Önceki gün sürpriz bir telefon aldım. Zaman zaman arayan ve Çoruh Vadisi'nin hidroelektrik santrallerle yok edilişinden, Trakya'nın yerlileri olan Trak'larla ilgili son çalışmalara kadar pek çok konuda yeni bilgiler aktaran Hilmi Yeltek'ti telefonun ucundaki. On yıldan beri AKP'nin yıkıcı politikalarına muhalefet eden vatansever bir kişidir Hilmi Bey. Hilmi Bey "hükümet cenahından ilginç haberler var" diyerek söze başladı: "Mevcut cari açığın sürdürülebilir bir durumu kalmadı. Böyle devam ederse ekim ayında büyük bir kriz bekleniyor. Hükümet bu muhtemel krize karşı bir tedbir aldı." "Nedir o tedbir?" "Para basmayı düşünüyorlar. Ama bu para basma politikasının amacı başka. İhracatı artırmak için para basarak ihracatçı firmalara fon aktaracaklar ve bu firmalardan ihracat yapmalarını isteyecekler. Böylece döviz girişi sağlayarak olası krizi önlemeyi planlıyorlar. Hükümetin para basarak ihracatı destekleme fikrini duyunca hemen seni aradım, 'para basma fikri
Haydar Baş Hocaya ait, oradan mı esinlendiler?' diye sormak istedim." "Esinlenmediler Hilmi Bey" dedim "resmen aşırdılar" dedim. "Bugüne kadar para basılırsa enflasyon artar diyen kapitalist ekonomik modeli uygulayanlar anlaşılan çıkış yolu arıyorlar.

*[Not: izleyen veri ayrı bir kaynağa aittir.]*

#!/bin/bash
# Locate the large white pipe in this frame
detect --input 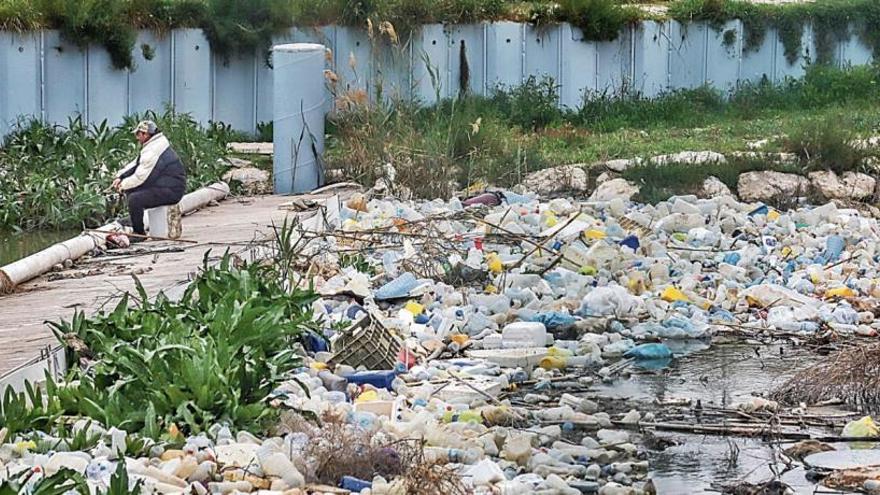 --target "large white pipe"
[177,182,229,215]
[0,182,229,294]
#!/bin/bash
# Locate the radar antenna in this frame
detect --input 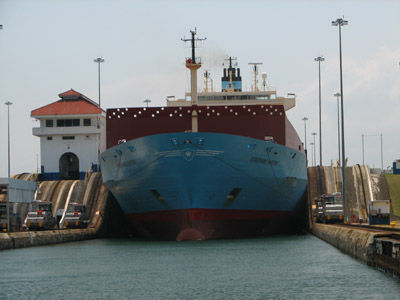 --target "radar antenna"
[181,27,207,64]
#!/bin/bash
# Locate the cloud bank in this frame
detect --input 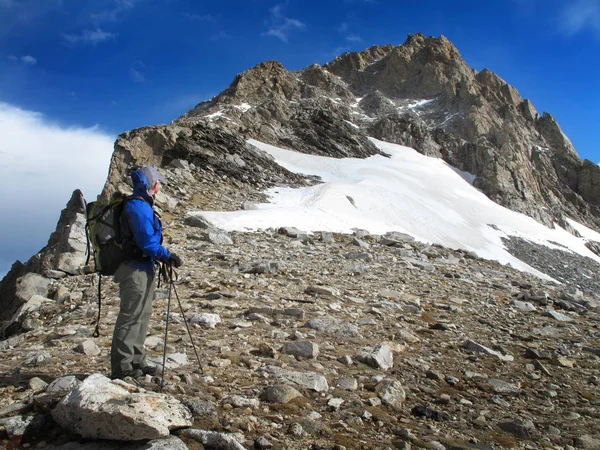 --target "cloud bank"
[0,102,115,278]
[264,4,305,43]
[560,0,600,38]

Milli Ekonomi Modeli'nde senyorajı artırma fikri var ama bunun sebebi ihracatı artırmak değil halkın alım gücünü artıracak yardımlar yapıp talebi ve dolayısıyla üretimi artırmak. Halkın alım gücünün artmasıyla rahatlayan firmalar elbette ihracat yaparak da ekonomiye büyük katkı sağlayabilirler." Hilmi Bey, uzun telefon sohbetimizden çok memnun kaldı. Anlaşıldığı kadarıyla hükümet bir zamanlar Rıza Zarrab'ın dışarıdan getirdiği altınlarla çevirdiği cari açık makasının artışını önlemek için bu skandalın oraya çıkışından sonra başka yollar aramaya başladı. Bunun bir yolunu da "bir kenarından da olsa" MEM'e tutunmakta buldu. Buna göre
Merkez Bankası para basacak, belli başlı şirketlere dağıtacak ve "üretin ve ihracat yapın, bana döviz getirin" diyecek. Böyle bir yöntemle yani basılan parayı sadece dar sermaye kesimine dağıtmakla cari açığın kapanacağı fikir hayalden ibaret... Milli Ekonomi Modeli, Gayri Safi Milli Hasılanın (GSMH) yüzde 30'u civarında bir paranın basılarak Sosyal Devlet Modeli anlayışı içine halka verilmesini savunuyor. Böylece bütün halk ve ekonomik refah eşit olarak sağlanmış olacak. Eğer AKP'liler "Milli Ekonomi Modeli'nde para basma fikri savunuluyor, biz de para basıp sanayiciye dağıtalım" diyerek yola çıkmışlarsa tezi yanlış anladılar demektir. Kapalı kapılar ardında yorumlar yaparak, MEM'i yanlış anlayarak bugüne kadar devasa boyuta getirdikleri cari açığı kapatmayı düşünüyorlarsa yanılıyorlar. MEM'de üreticinin ve ihracatçının desteklenmesi elbette var ama az önce anlattığım bütünlük içinde var. Bence AKP'liler bunu "bizzat TEZ'in sahibine sorup öyle uygulasınlar!" Çekinmeye gerek yok, baksanıza Rusya bile tezi daha iyi kavramak için heyet üstüne heyet gönderiyor.